Relationship between melatonin and bone resorption rhythms in premenopausal women.

Although evidence exists for a daily rhythm in bone metabolism, the contribution of factors such as melatonin levels, the light-dark cycle, and the sleep-wake cycle is difficult to differentiate given their highly correlated time courses.

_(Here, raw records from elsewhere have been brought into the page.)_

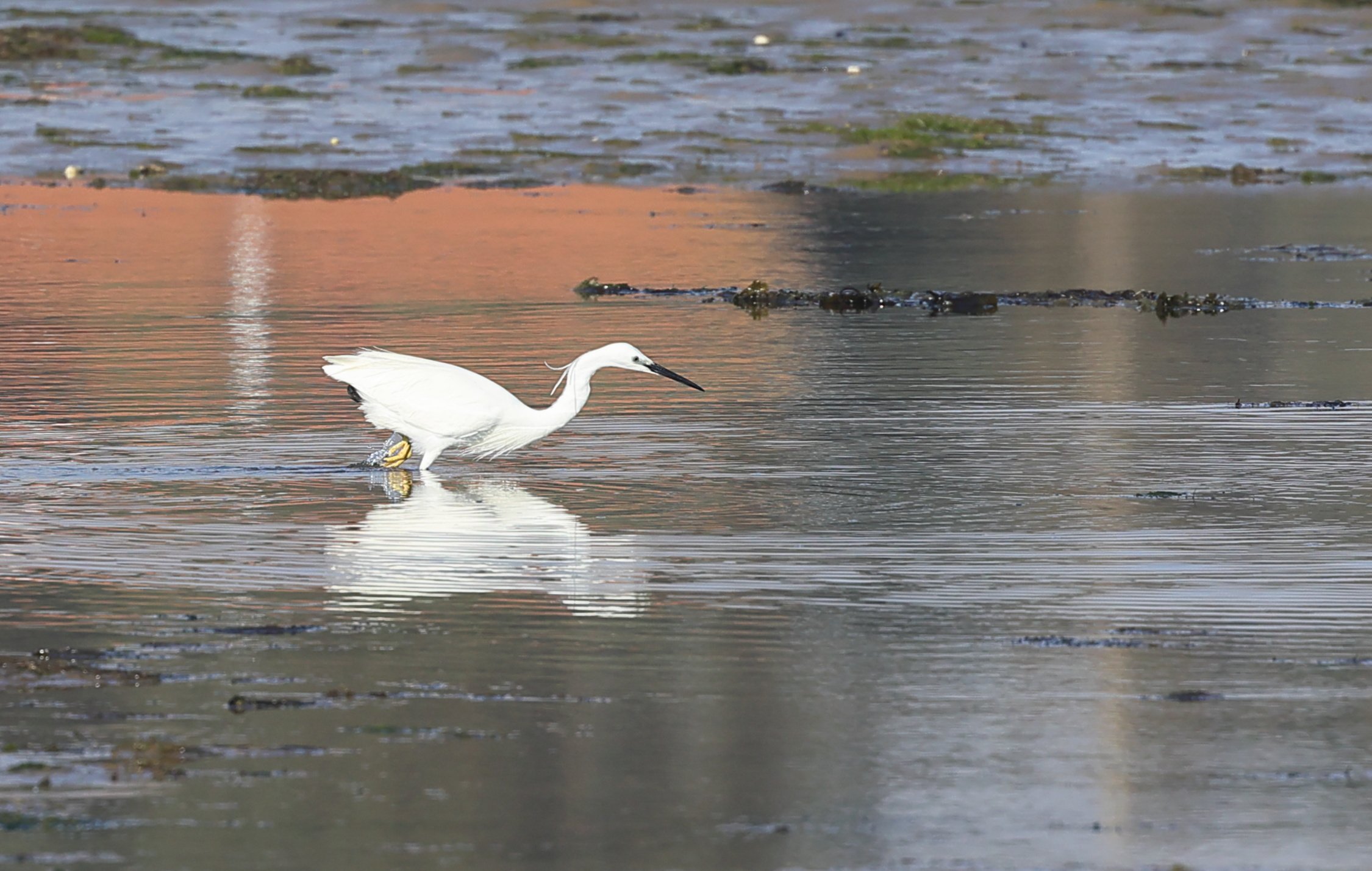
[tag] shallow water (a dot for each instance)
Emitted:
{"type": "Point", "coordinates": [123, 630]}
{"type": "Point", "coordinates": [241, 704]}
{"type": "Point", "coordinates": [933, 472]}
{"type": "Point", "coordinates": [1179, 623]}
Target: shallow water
{"type": "Point", "coordinates": [895, 592]}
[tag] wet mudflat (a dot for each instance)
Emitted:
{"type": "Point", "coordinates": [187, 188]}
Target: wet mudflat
{"type": "Point", "coordinates": [1021, 590]}
{"type": "Point", "coordinates": [895, 96]}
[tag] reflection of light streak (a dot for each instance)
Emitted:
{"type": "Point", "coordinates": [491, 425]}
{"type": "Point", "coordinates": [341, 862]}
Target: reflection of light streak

To examine these influences on bone resorption, we collected 48-h sequential urine samples under both ambulatory (8-h sleep:16-h wake) and constant routine (CR) (constant wake, posture, nutrition and dim light) conditions from 20 healthy premenopausal women. Urinary 6-sulphatoxymelatonin (aMT6s; ng/h) and the bone resorption marker amino-terminal cross-linked collagen I telopeptide (NTx; bone collagen equivalents nM/h) were assayed and fit by cosinor models to determine significant 24-h rhythms and acrophase. Most participants had significant 24-h aMT6s rhythms during both ambulatory and CR conditions (95 and 85%, respectively), but fewer had significant 24-h NTx rhythms (70 and 70%, respectively). Among individuals with significant rhythms, mean (± SD) aMT6s acrophase times were 3:57 ± 1:50 and 3:43 ± 1:25 h under ambulatory and CR conditions, respectively, and 23:44 ± 5:55 and 3:06 ± 5:15 h, respectively, for NTx. Mean 24-h levels of both aMT6s and NTx were significantly higher during CR compared with ambulatory conditions (p < 0.0001 and p = 0.03, respectively). Menstrual phase (follicular versus luteal) had no impact on aMT6s or NTx timing or 24-h levels. This study confirms an endogenous circadian rhythm in NTx with a night-time peak when measured under CR conditions, but also confirms that environmental factors such as the sleep-wake or light-dark cycles, posture or meal timing affects overall concentrations and peak timing under ambulatory conditions, the significance of which remains unclear.